III. Ineffective Assistance of Counsel

                        In an “alternative” argument, Eric J.D. argues that his trial counsel was ineffective in one or more respects.  He has waived the right to raise any such argument, however, for failing to raise it in the trial court and failing to preserve trial counsel’s testimony in a Machner hearing.  State v. Machner, 92 Wis.2d 797, 804, 285 N.W.2d 905, 908-09 (Ct. App. 1979); see also State v. Mosley, 201 Wis.2d 36, 48, 547 N.W.2d 806, 811 (Ct. App. 1996).

                        By the Court.–Order affirmed.

                        This opinion will not be published in the official reports.  See Rule 809.23(1)(b)4, Stats.


 

                       

 


 



[1] This appeal is decided by a single judge pursuant to § 752.31(2)(e), Stats.

[2] See Miranda v. Arizona, 384 U.S. 436 (1966). 

[3] Eric J.D., in the company of his mother, went to the police station the following day and made other statements to the officers.  The trial court suppressed those statements, however, and they are not involved on this appeal.

[4] Eric J.D.’s suppression hearing testimony, and that of the officer, is discussed further in Section II of this opinion, and we incorporate that discussion here.
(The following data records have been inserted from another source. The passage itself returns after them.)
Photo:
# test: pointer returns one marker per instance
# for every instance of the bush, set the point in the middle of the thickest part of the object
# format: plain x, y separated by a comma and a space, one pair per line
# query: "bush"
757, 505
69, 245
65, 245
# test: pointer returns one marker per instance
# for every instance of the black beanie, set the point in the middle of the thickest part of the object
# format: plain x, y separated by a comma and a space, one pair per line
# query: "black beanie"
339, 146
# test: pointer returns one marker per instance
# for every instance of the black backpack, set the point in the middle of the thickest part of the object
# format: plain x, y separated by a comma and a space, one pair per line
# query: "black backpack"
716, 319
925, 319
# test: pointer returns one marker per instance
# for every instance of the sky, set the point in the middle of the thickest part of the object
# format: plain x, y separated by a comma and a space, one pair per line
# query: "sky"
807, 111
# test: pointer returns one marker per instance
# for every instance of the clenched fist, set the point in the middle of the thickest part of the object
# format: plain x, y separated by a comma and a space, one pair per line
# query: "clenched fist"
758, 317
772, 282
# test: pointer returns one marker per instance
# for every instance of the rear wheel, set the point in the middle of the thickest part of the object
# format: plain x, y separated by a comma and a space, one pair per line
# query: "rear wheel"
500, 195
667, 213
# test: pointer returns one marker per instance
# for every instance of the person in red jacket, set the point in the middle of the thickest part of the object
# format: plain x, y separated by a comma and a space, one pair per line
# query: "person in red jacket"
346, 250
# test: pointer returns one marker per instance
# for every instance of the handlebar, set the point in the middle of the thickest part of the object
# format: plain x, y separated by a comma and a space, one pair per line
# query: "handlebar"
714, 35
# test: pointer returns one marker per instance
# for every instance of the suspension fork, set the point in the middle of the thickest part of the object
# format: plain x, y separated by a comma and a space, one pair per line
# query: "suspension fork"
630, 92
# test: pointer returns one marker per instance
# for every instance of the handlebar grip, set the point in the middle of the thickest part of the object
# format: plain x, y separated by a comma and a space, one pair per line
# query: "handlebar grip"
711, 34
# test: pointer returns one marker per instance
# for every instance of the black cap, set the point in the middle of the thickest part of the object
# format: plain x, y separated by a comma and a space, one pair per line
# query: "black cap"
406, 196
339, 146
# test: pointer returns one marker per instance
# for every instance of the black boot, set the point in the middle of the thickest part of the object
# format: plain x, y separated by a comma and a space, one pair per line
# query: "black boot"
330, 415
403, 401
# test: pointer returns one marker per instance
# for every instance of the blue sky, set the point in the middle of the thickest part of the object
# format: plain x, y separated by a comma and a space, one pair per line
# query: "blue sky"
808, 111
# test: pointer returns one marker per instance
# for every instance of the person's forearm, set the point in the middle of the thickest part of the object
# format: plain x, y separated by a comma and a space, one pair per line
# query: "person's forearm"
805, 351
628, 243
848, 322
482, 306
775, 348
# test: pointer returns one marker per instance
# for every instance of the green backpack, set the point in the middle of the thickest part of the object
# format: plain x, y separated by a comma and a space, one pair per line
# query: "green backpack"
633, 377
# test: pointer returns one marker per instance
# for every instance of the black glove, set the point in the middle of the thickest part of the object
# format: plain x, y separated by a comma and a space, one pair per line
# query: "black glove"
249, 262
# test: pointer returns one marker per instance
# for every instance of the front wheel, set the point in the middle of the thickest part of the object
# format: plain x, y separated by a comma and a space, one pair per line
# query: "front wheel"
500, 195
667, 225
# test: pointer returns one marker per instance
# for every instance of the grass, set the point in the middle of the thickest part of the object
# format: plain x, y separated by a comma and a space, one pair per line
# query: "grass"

[5] At the conclusion of the February 13, 1997, hearing, Eric J.D.’s counsel stated, “Officer Sharp[e]’s testimony cannot be entered in today for testimony … because we have a second trial that is taking place right now, and that (sic) is not a hearsay exception that would allow his testimony today to be put forward at this fact finding hearing.”  He did not elaborate further on the point, and he has now renewed this “argument” on appeal.  He argues only that the State “rested” its entire case at the conclusion of the first hearing.  We find no such statement by the prosecutor in the transcript of the proceeding.